I was up fairly early as I felt a little exposed so close to the track and houses. It was lucky I was as the midges were starting up as I was packing up the tent. Also, just after I set off I saw a farmer and two border collies already out and about at the farm down the road. I also saw a bunny rabbit here but thanks to the my inability to use my camera properly, I don’t have a decent photo (couldn’t get it to centre focus rather than multi focus and there was a gate between me and the bunny).

Just down the road were a group of cows on and around the road, including a mother nursing her calf right in the middle of the road, with couple of metres of road between her and the next cow! Being from the country, I know that cows can be dangerous, especially nursing mothers and those with huge horns!
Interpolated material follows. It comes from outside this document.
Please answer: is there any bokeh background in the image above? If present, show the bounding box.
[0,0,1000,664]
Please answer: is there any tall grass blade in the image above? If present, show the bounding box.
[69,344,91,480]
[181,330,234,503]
Eventually she moved enough to let me pass, rather than walking between them. I got lots of pictures of them while waiting!

Coos blocking the road (large calf behind the one on the road)

Coos blocking the road (large calf behind the one on the road)

This was a lovely, easy walking section with some lovely countryside and scenery, including a beautiful play of light across the hills opposite from the sun breaking through the fast moving cloud cover.

Light dappling the hillside (if I'd taken a movie you could see how pretty it really was)

Light dappling the hillside (if I’d taken a movie you could see how pretty it really was)

It was very quiet walking, with nobody else out. There were a couple of people at the Bridge of Orchy train station and I surprised one half asleep guy returning to his tent (in shirt and underwear) at the campsite on the other side of the Orchy river. It seems that most people here don’t get up early in the morning! This was an interesting place – about 10 tents all right next to each other. Some were identical so obviously part of an organised group, . . but still not my idea of fun camping! I’m out here to get away, not to be on people’s doorsteps even more than at home!

Not my idea of fun camping, behind Bridge of Orchy Hotel.

Not my idea of fun camping, behind Bridge of Orchy Hotel.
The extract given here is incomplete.